Я обернулся. Это была Нинка.
Через секунду я всё понял.
— Ты писала, Нина?, — спросил я
— Ну я, а что?, с прежним вызовом отозвалась Нинка.
— А как ты узнала об этой краже? Ты ж не разговариваешь с Марией Ивановной! И она с тобой тоже.
— Да я в том магазине была, где она хлеб покупала. И всё видела. Только у меня она бы денег точно не взяла. Вот я и повесила. Не снимайте!, — снова попросила она.
Я посмотрел на Нинку так, как-будто видел её впервые, потом сказал: Я прочитал это твоё объявление, зашёл к ней, а она ничего у меня не взяла и очень просила снять эту бумагу, понимашь?
— Да понимаю я!, — сказала Нинка. Я ж её знаю. Гордая....Так и помрёт от своей гордости, как дура. А так хоть поест досыта.
И вдруг улыбнулась довольно и весело сказала:
— А вы за неё не переживайте! К ней уже человек пять сходило, если не больше. И ещё придут, если не снимите! У вас она тоже ничего не возьмёт. А посторонние — другое дело! Вот и пусть делятся!, — сердито добавила Нинка

— Ладно, Нина, сказал я, — Пусть будет так, я снимать ничего не буду. Пусть висит до завтра. А завтра я прошу тебя саму снять его, ладно?

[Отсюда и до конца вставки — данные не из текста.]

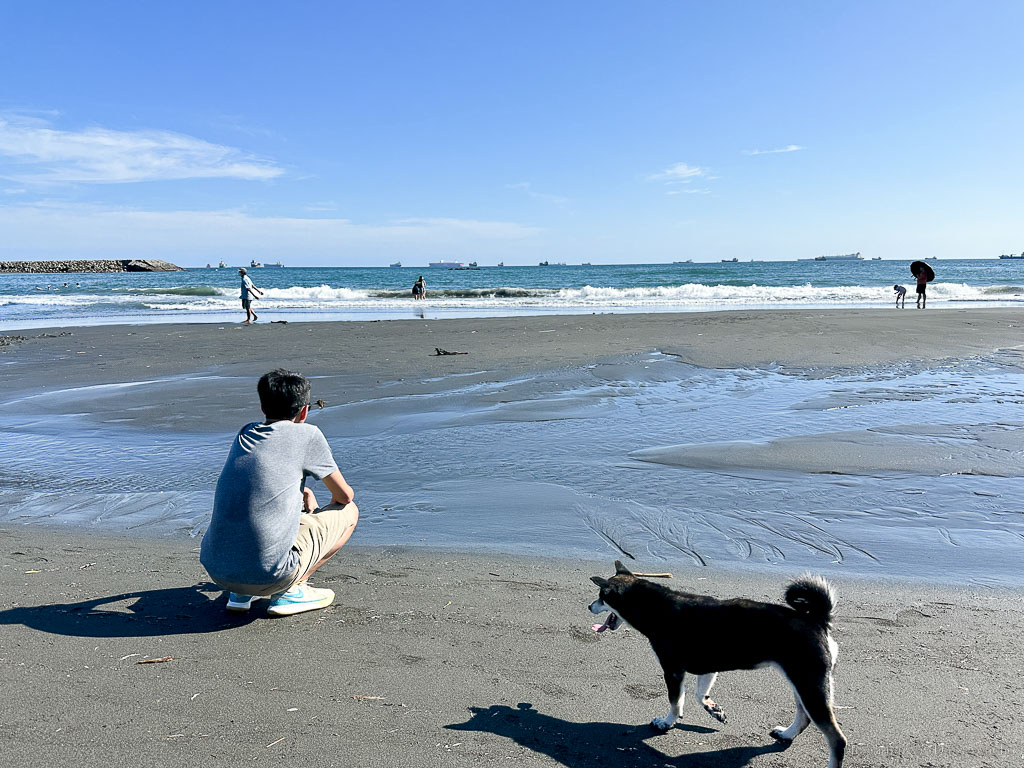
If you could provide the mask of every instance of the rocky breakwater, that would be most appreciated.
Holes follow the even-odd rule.
[[[0,272],[181,272],[184,267],[160,259],[76,259],[74,261],[0,261]]]

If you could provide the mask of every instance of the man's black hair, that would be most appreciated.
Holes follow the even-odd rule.
[[[267,419],[294,419],[304,406],[309,404],[309,382],[283,368],[263,374],[256,391]]]

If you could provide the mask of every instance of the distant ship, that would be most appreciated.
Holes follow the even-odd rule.
[[[797,259],[797,261],[863,261],[864,257],[857,253],[846,253],[842,256],[815,256],[813,259]]]

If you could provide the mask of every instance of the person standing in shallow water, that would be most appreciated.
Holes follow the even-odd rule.
[[[242,308],[246,310],[246,324],[248,325],[259,318],[259,315],[253,311],[252,303],[256,294],[262,296],[263,292],[253,285],[252,278],[246,274],[245,267],[239,269],[239,274],[242,275]]]
[[[922,269],[918,272],[918,308],[924,309],[925,304],[928,303],[928,296],[926,295],[928,291],[928,270]]]

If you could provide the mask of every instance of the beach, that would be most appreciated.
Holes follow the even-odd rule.
[[[727,724],[691,700],[652,732],[649,646],[586,609],[620,558],[723,597],[824,573],[848,765],[1018,765],[1022,326],[787,309],[12,332],[4,753],[824,765],[813,727],[768,738],[792,718],[770,671],[722,676]],[[312,380],[362,518],[322,571],[333,606],[229,618],[197,548],[275,367]]]

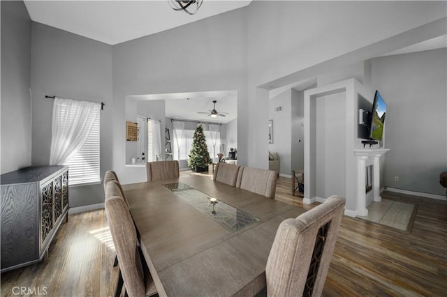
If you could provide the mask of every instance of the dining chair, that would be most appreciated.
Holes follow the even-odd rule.
[[[274,199],[278,174],[276,172],[243,167],[239,169],[236,187]]]
[[[179,161],[155,161],[146,163],[147,181],[175,178],[180,176]]]
[[[267,296],[321,295],[344,204],[344,198],[331,196],[279,224],[265,267]]]
[[[104,174],[104,181],[103,183],[104,185],[104,193],[105,193],[105,191],[107,190],[107,183],[110,181],[119,181],[118,176],[113,170],[108,170]]]
[[[126,202],[126,204],[127,205],[127,207],[129,208],[129,201],[127,201],[127,198],[124,195],[124,191],[123,190],[123,188],[121,186],[121,183],[119,183],[119,181],[118,181],[118,176],[117,176],[117,174],[112,170],[107,171],[105,172],[105,174],[104,175],[104,194],[105,195],[105,199],[107,199],[108,197],[110,197],[114,196],[113,195],[108,193],[108,188],[112,188],[112,187],[108,187],[108,184],[110,183],[116,185],[119,188],[119,192],[121,193],[121,197],[122,197],[123,199]],[[113,267],[116,267],[117,266],[118,266],[118,258],[115,256],[115,261],[113,261]]]
[[[239,165],[219,162],[216,165],[212,179],[235,187],[240,167]]]
[[[104,177],[104,190],[105,191],[105,199],[107,199],[107,197],[108,197],[107,192],[108,192],[108,189],[109,188],[108,184],[110,183],[114,183],[118,186],[118,188],[119,188],[119,192],[121,192],[121,196],[123,197],[123,199],[124,199],[124,202],[126,202],[126,204],[129,208],[129,201],[127,201],[127,198],[126,197],[126,195],[124,194],[124,190],[123,190],[123,188],[122,187],[121,183],[119,183],[119,181],[118,181],[117,179],[110,179],[106,183],[105,177]],[[108,196],[110,197],[110,195],[109,195]]]
[[[130,296],[150,296],[157,293],[145,261],[141,260],[137,245],[137,232],[126,202],[116,184],[108,185],[109,195],[105,199],[105,213],[112,239],[119,261],[119,277],[122,277],[126,294]],[[116,296],[122,288],[117,287]]]

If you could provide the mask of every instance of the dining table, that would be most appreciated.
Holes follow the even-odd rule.
[[[159,296],[254,296],[279,224],[306,211],[205,175],[123,185]]]

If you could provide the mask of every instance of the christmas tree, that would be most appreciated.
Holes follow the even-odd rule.
[[[208,170],[208,164],[211,164],[210,153],[207,146],[205,134],[202,124],[199,124],[194,132],[193,144],[189,152],[188,166],[195,172],[203,172]]]

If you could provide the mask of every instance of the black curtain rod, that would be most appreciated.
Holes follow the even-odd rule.
[[[45,98],[54,99],[56,98],[56,96],[49,96],[47,95],[45,95]],[[104,110],[104,105],[105,105],[105,103],[104,103],[103,102],[101,102],[101,110]]]

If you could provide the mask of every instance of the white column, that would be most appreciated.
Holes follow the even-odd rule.
[[[380,197],[380,156],[381,155],[374,155],[374,179],[373,179],[373,197],[374,200],[376,201],[382,201],[382,197]]]
[[[366,160],[368,157],[359,155],[357,157],[357,214],[361,216],[368,215],[366,208],[366,190],[365,180],[366,178]]]

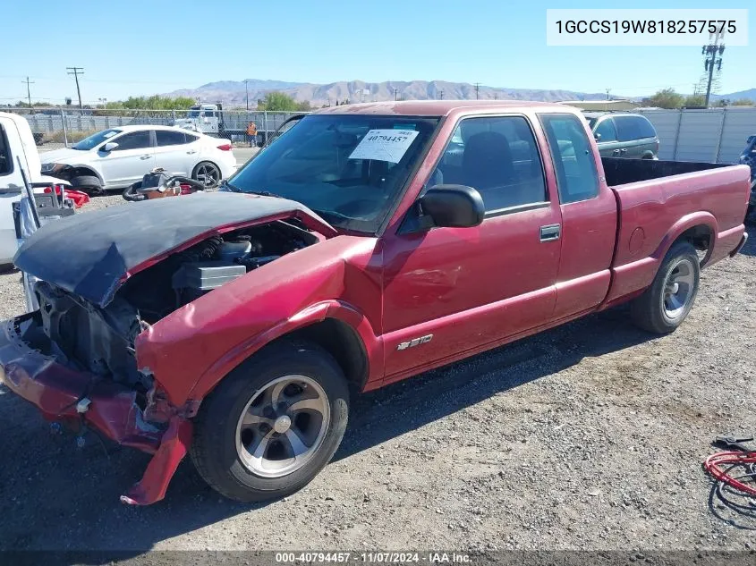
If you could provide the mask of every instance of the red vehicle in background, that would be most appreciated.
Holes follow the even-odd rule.
[[[40,309],[5,323],[0,376],[154,453],[126,503],[161,499],[187,451],[224,495],[279,497],[334,454],[351,395],[626,301],[674,331],[745,241],[749,179],[602,159],[564,106],[324,109],[217,193],[38,230],[15,264]]]

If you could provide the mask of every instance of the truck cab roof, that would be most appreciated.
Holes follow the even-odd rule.
[[[314,114],[393,114],[405,116],[447,116],[456,112],[495,113],[519,110],[551,111],[572,114],[573,109],[549,102],[529,100],[402,100],[366,102],[328,106]]]

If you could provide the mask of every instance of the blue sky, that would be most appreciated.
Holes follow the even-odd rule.
[[[749,4],[636,0],[632,7]],[[547,46],[548,7],[610,6],[554,0],[8,2],[3,43],[11,56],[0,66],[0,103],[26,98],[27,75],[34,101],[75,98],[65,72],[72,65],[85,69],[81,95],[90,103],[245,78],[445,80],[647,95],[665,87],[691,92],[702,71],[696,47]],[[749,15],[751,46],[726,51],[722,93],[756,88],[756,13]]]

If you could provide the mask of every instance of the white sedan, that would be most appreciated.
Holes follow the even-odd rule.
[[[120,126],[92,134],[65,149],[40,155],[41,173],[76,189],[123,189],[156,167],[217,185],[236,170],[229,139],[170,126]]]

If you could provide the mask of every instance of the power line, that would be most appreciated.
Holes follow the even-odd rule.
[[[73,75],[73,78],[76,80],[76,94],[79,95],[79,109],[84,108],[84,105],[81,104],[81,90],[79,89],[79,75],[84,74],[84,68],[83,67],[66,67],[66,71],[68,74]]]
[[[29,97],[29,107],[31,107],[31,91],[29,89],[29,85],[33,85],[34,81],[30,80],[29,77],[26,78],[26,80],[21,80],[21,82],[26,83],[26,96]]]
[[[712,41],[713,39],[713,41]],[[722,43],[719,43],[719,42]],[[714,81],[714,68],[718,73],[722,71],[722,54],[725,53],[725,32],[713,33],[709,35],[709,45],[703,46],[701,55],[703,57],[703,69],[709,73],[706,82],[706,106],[709,106],[709,98],[711,96],[711,83]]]

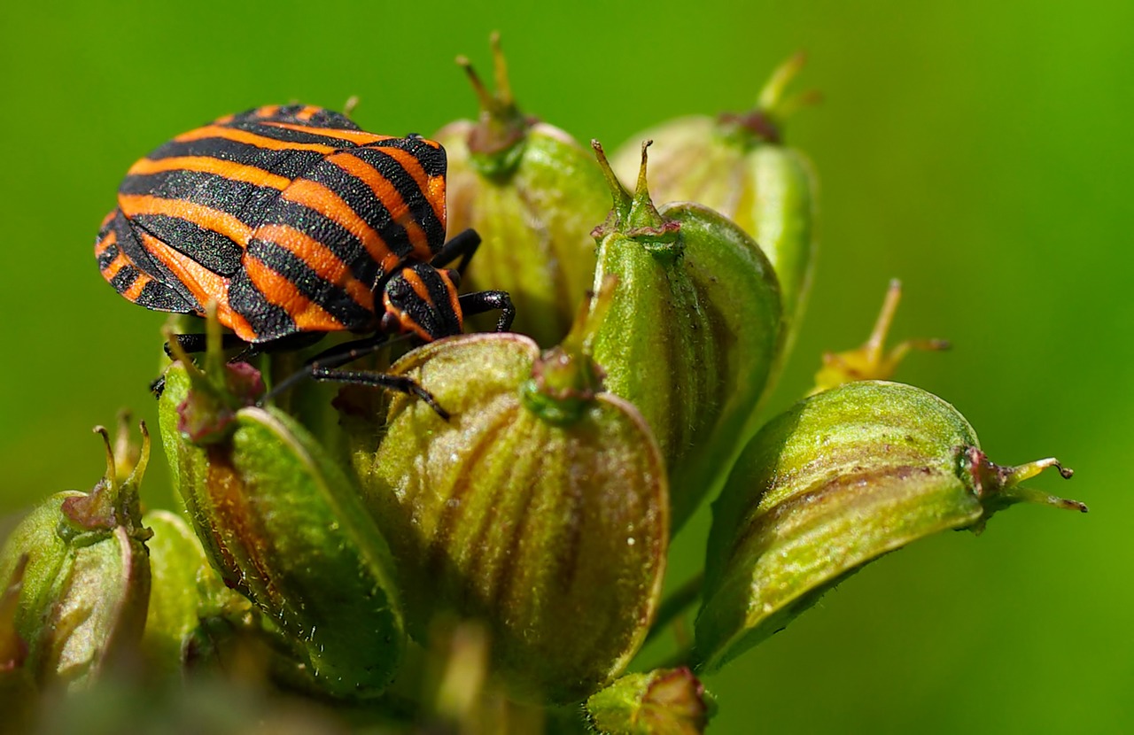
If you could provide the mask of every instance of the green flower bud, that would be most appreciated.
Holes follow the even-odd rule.
[[[10,666],[23,667],[40,686],[91,686],[136,651],[145,626],[150,532],[141,523],[137,491],[150,434],[143,423],[141,453],[132,463],[129,453],[116,462],[107,430],[95,431],[107,448],[103,479],[90,493],[70,490],[44,500],[0,551],[6,595],[18,594],[0,648],[8,649]]]
[[[779,287],[756,243],[725,217],[700,204],[654,208],[645,146],[633,196],[594,146],[615,197],[594,230],[595,284],[623,284],[594,358],[658,438],[676,530],[755,433],[780,345]]]
[[[795,339],[815,263],[816,179],[807,158],[782,144],[784,120],[813,92],[784,98],[803,66],[797,54],[769,79],[754,110],[744,115],[686,117],[641,133],[613,157],[615,171],[631,180],[637,142],[655,144],[650,187],[659,202],[700,202],[752,235],[779,277],[784,354]]]
[[[213,618],[247,617],[251,605],[225,586],[181,516],[154,510],[143,521],[153,538],[146,542],[151,589],[142,653],[151,670],[179,676],[202,625]]]
[[[480,99],[480,120],[452,122],[433,136],[449,157],[449,231],[480,233],[468,269],[472,288],[508,292],[515,331],[550,346],[567,333],[591,287],[589,233],[606,214],[608,194],[585,147],[516,107],[497,34],[492,52],[494,94],[458,59]]]
[[[716,668],[782,628],[883,554],[980,531],[1019,501],[1086,512],[1021,482],[1055,459],[988,461],[953,406],[900,383],[850,382],[773,419],[713,504],[695,654]]]
[[[586,700],[604,735],[700,735],[711,716],[704,685],[687,668],[628,674]]]
[[[610,299],[542,355],[519,335],[425,345],[391,372],[452,413],[393,396],[388,423],[340,402],[355,467],[398,559],[415,637],[437,615],[484,622],[513,696],[578,701],[625,668],[658,605],[665,465],[590,360]]]
[[[895,278],[886,293],[886,301],[878,314],[874,330],[862,347],[840,353],[823,353],[823,366],[815,373],[812,395],[854,380],[889,380],[898,363],[905,360],[912,349],[949,348],[949,343],[943,339],[907,339],[890,349],[885,349],[886,337],[890,333],[890,323],[894,321],[900,299],[902,281]]]
[[[206,356],[214,371],[218,354]],[[376,695],[404,649],[389,549],[319,442],[276,408],[236,407],[242,397],[223,389],[236,373],[219,370],[211,380],[174,363],[159,404],[175,483],[205,554],[322,691]],[[206,431],[195,442],[191,428]]]
[[[27,559],[26,552],[20,555],[7,586],[0,592],[0,711],[5,713],[5,724],[19,733],[31,729],[35,701],[35,683],[24,666],[27,641],[16,625]]]

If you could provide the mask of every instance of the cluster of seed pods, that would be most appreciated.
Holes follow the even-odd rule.
[[[782,142],[799,59],[755,110],[665,124],[611,166],[523,115],[496,52],[496,93],[464,62],[480,120],[435,137],[450,231],[483,238],[469,280],[511,294],[517,332],[409,350],[388,375],[416,394],[274,402],[294,357],[226,362],[214,315],[202,366],[172,340],[159,413],[186,514],[141,514],[144,426],[141,458],[108,442],[92,493],[34,510],[0,555],[5,691],[88,686],[116,657],[179,676],[240,647],[289,688],[382,702],[454,645],[473,674],[422,717],[481,721],[497,698],[584,703],[565,732],[700,733],[696,673],[863,564],[1021,500],[1085,510],[1021,487],[1053,459],[1000,467],[942,399],[852,381],[892,370],[880,337],[761,416],[815,254],[814,175]],[[712,497],[695,644],[635,670],[670,538]]]

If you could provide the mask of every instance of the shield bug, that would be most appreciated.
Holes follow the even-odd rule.
[[[277,391],[307,375],[365,382],[416,394],[445,415],[404,378],[336,370],[392,335],[459,333],[465,314],[499,310],[497,329],[508,329],[507,293],[457,295],[480,237],[445,236],[439,143],[366,133],[318,107],[269,105],[178,135],[130,167],[94,253],[135,304],[204,316],[215,302],[244,357],[371,333],[316,355]],[[178,341],[203,348],[197,335]]]

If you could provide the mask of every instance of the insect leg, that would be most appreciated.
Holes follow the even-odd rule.
[[[315,380],[330,380],[333,382],[353,383],[356,386],[374,386],[387,390],[397,390],[411,396],[417,396],[432,408],[437,415],[446,421],[449,420],[449,412],[441,407],[433,397],[433,394],[417,385],[412,378],[405,375],[391,375],[389,373],[355,372],[352,370],[329,370],[327,368],[314,368],[311,377]]]
[[[306,378],[314,378],[315,373],[320,370],[338,368],[339,365],[354,362],[359,357],[365,357],[366,355],[381,349],[386,345],[386,341],[387,336],[382,332],[378,332],[373,337],[356,339],[354,341],[342,343],[341,345],[329,347],[308,360],[303,368],[276,383],[271,391],[261,399],[261,403],[278,396]]]
[[[445,268],[459,257],[460,264],[457,265],[457,272],[464,276],[465,269],[468,268],[468,261],[473,260],[473,255],[476,254],[476,248],[480,246],[481,236],[476,234],[476,230],[466,229],[463,233],[457,233],[451,240],[438,251],[433,260],[430,261],[430,265],[433,268]]]
[[[205,350],[205,336],[200,335],[174,335],[174,339],[177,344],[181,346],[187,354],[193,355],[195,353],[202,353]],[[236,335],[223,335],[221,337],[221,347],[225,349],[231,349],[232,347],[238,347],[243,345],[244,340]],[[169,343],[166,343],[166,355],[174,360],[174,350],[170,348]]]
[[[476,292],[460,296],[460,311],[466,316],[483,314],[494,309],[500,310],[497,331],[508,331],[511,328],[511,320],[516,318],[516,307],[511,305],[511,296],[508,295],[508,292]]]

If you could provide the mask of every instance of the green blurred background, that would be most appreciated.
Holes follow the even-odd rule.
[[[170,136],[257,104],[331,108],[431,133],[475,113],[452,64],[502,32],[525,110],[617,145],[684,113],[738,110],[810,52],[826,101],[788,140],[822,183],[821,260],[777,407],[819,355],[857,345],[887,280],[895,335],[947,337],[899,378],[954,403],[1001,463],[1058,455],[1076,516],[1023,507],[976,538],[868,567],[708,681],[712,732],[1134,730],[1131,297],[1134,5],[736,2],[33,3],[0,24],[6,256],[0,513],[90,488],[90,434],[154,420],[162,316],[99,277],[118,180]],[[155,463],[151,502],[168,502]],[[678,541],[699,564],[706,514]]]

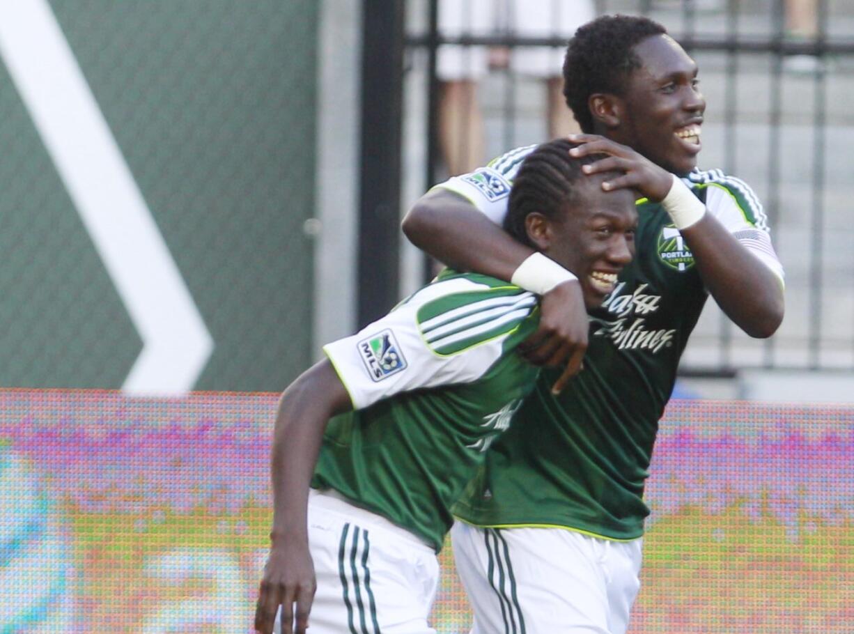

— Ладно, сниму, спасибо!, — сказала Нинка и, не прощаясь, исчезла в подворотне. Я несколько секунд смотрел ей в след, а потом вернулся к себе домой.

Наутро, по дороге на работу, проходя мимо той трубы, я с удовольствием увидел, что Нинка сдержала слово. Объявления больше не было.
Вечером, с опозданием на сутки, я доложил Марии Ивановне, что её просьба выполнена. Она покачала головой и показала на очередную порцию пакетов и очередные купюры, видимо, принесённые этим днём, потом красноречиво показала глазами на Нинкину дверь, где опять шумела музыка и скорбно покачала головой.
Я торопливо попрощался и ушёл.
На душе было приятно. Всё было хорошо! И огорчало меня только то, Нинку и Марию Ивановну нам, видимо, так никогда и не удастся помирить.